Frisch aus der Sommerpause traten 26 Dan-Anwärter zur Prüfung in Witten an. Mit ihrer Leistung in allen Fächern wussten die meisten zu überzeugen und bestanden. Zwei Teilnehmer haben das Ziel nicht erreicht.

Auf drei Matten starteten die Prüflinge, um den nächst höheren Dan zu erlangen. Das erste Prüfungsfach hieß Kata. Der größte Teil zeigte für den ersten Dan die Nage-no-kata, aber auch für den zweiten, dritten und vierten Dan waren Aspiranten angetreten und zeigten dementsprechend ihre Katas.
Die Judoka waren hochkonzentriert und bis in die Haarspitzen angespannt. Einige beflügelte die Anspannung, sie zeigten eine hervorragende Leistung. Manchen allerdings wurde ihre Nervosität zum Verhängnis, in ihre Kata schlich sich so mancher Patzer ein.
Diesen Patzer hieß es im Restprogramm wieder auszumerzen. Ob Stand, Boden oder Theorie - jetzt ging es an das berühmt, berüchtigte Eingemachte.
Diese Herausforderung konnte der Großteil meistern, sodass sie eine gute Gesamtleistung erbrachten. Zwei Teilnehmer konnten nicht mehr ausgleichen und konnten das Ziel nicht erreichen.

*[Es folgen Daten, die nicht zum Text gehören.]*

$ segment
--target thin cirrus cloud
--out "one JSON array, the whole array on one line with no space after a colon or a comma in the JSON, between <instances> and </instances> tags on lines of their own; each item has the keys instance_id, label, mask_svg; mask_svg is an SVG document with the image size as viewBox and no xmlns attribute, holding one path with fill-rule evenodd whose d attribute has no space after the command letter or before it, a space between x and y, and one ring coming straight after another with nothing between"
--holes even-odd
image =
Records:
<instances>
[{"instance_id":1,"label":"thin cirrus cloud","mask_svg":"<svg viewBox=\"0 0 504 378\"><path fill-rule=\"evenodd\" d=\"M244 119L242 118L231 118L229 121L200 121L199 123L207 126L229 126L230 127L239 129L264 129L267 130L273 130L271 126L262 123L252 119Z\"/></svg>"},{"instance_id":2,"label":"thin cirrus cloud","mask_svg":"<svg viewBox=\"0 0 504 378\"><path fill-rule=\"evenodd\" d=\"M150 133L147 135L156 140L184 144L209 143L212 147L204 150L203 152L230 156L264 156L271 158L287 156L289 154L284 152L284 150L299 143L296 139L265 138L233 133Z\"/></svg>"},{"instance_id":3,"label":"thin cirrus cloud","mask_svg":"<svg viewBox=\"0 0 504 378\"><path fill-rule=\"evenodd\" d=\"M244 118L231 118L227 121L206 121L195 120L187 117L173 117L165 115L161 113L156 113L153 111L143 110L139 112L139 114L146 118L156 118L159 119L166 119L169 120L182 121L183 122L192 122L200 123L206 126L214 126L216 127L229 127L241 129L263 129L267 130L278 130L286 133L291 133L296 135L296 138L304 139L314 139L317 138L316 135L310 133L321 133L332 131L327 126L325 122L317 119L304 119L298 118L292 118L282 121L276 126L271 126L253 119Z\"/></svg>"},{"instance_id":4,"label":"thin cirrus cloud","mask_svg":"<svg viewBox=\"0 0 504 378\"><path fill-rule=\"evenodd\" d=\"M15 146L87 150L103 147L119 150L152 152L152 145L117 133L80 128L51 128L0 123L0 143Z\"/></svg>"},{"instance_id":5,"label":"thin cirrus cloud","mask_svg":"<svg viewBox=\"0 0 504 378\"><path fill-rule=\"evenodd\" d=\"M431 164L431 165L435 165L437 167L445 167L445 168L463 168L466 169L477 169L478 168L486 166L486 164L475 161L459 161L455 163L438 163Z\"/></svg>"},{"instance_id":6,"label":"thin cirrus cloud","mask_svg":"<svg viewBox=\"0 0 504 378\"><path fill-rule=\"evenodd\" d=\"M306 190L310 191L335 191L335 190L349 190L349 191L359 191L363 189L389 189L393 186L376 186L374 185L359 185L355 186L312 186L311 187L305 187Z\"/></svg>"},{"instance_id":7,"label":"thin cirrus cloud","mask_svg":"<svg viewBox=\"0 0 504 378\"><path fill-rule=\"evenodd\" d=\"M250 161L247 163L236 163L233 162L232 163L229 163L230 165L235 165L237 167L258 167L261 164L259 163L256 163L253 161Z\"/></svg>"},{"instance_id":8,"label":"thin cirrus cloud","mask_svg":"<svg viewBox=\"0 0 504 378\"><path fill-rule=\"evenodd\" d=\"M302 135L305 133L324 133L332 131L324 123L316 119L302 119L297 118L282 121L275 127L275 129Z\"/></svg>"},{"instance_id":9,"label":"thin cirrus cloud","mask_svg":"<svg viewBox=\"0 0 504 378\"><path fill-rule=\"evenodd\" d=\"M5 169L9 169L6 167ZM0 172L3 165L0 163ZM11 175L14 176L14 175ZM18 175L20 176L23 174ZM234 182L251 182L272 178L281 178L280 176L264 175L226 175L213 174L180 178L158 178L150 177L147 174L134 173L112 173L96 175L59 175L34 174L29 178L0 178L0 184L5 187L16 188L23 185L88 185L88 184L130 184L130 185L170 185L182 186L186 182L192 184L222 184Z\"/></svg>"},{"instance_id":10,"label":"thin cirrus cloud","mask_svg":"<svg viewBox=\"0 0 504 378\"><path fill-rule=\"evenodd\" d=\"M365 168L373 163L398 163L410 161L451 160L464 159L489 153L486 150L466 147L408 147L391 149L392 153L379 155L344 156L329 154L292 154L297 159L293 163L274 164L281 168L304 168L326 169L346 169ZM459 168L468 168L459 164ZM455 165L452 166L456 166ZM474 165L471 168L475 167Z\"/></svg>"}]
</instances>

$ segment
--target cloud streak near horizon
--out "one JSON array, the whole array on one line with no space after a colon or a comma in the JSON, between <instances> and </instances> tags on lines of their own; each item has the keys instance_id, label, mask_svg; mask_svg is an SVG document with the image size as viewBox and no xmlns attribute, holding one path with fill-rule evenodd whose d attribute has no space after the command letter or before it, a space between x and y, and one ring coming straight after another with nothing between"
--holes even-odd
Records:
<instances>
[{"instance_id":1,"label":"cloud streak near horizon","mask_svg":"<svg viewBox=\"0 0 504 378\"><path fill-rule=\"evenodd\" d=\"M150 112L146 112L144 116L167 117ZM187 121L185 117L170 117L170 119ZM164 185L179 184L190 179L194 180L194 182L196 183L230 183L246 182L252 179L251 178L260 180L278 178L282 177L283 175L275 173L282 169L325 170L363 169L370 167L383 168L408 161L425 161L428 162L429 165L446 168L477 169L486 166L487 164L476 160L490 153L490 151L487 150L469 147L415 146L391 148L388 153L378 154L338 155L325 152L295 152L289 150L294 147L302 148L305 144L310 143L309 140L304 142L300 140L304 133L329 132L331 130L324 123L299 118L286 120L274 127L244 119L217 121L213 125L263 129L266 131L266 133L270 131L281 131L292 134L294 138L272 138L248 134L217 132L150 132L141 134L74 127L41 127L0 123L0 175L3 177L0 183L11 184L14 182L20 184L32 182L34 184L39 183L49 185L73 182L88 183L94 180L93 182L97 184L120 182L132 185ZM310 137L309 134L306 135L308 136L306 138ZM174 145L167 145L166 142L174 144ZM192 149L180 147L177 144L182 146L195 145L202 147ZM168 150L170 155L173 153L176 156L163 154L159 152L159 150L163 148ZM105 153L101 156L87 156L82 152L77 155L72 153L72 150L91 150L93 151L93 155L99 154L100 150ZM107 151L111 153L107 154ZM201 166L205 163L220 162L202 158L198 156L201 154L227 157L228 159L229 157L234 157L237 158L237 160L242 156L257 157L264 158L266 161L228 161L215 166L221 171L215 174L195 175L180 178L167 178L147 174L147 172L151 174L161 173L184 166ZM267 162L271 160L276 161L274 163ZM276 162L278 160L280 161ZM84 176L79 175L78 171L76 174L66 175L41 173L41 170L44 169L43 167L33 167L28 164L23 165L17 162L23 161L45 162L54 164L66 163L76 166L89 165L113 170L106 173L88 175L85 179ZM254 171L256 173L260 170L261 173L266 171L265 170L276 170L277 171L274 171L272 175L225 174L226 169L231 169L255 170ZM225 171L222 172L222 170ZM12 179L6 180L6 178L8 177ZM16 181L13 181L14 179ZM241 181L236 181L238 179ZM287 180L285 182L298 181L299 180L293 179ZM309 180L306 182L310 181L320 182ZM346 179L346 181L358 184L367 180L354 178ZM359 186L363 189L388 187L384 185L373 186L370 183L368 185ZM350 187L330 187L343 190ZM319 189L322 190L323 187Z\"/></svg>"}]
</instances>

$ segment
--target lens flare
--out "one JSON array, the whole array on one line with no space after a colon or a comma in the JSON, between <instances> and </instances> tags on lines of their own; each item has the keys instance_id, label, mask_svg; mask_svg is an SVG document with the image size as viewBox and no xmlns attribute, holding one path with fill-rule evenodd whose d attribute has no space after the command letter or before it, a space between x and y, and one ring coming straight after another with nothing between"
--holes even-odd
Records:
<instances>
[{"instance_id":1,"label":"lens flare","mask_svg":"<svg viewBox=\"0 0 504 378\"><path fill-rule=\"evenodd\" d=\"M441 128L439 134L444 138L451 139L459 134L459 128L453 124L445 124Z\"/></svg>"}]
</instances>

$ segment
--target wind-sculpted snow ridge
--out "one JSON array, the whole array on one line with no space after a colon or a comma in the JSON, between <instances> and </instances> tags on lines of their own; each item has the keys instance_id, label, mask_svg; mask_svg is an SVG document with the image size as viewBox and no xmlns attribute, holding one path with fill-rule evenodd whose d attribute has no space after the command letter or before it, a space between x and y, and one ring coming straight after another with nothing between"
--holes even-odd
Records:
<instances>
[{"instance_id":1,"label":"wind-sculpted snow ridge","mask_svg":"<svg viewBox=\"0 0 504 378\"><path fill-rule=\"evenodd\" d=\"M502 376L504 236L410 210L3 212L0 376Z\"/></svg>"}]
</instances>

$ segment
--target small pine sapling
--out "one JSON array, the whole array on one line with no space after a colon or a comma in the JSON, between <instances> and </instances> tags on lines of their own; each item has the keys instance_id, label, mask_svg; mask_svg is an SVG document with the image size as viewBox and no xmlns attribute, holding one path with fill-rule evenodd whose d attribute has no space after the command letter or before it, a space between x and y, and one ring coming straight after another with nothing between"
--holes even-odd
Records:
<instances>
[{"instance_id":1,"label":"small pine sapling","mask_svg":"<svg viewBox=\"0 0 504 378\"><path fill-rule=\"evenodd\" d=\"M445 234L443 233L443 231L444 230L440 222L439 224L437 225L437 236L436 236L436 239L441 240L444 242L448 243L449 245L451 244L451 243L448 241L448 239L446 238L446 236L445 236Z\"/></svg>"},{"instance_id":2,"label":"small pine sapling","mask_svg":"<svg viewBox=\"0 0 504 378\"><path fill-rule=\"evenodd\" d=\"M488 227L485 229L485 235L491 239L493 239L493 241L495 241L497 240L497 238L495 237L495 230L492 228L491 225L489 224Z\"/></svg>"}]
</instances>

Erster Dan: Victoria Mamberger, Louisa Fuchs, Melissa Osik, Emma Heimann, Yvonne Mikolajewicz, Marie Winhard, Silke Tepper, Benedict Fuchs, Felix Landmann, Maik Steppler, Jule Orzol, Thomas Oelker, Marina Zapros, Joris Deeb, Ben Hartmann, Victor Levacher, Moritz Ambaum, Julian Kröger, Kerstin Kaufmann und Christian Weber.

Zweiter Dan: Svenja Püntmann.

Dritter Dan: Kai Kirbschus und Tobias Fischer-Wasels.

Vierter Dan: Trixi Sturm.

Die Prüfer: Mannfred Halverscheid, Dieter Münnekhoff, Mirco Fabig, Harald Kletke, Renato Eusani, Sebastian Bergmann, Ulla Loosen, Sergio Sessini und Silke Schramm.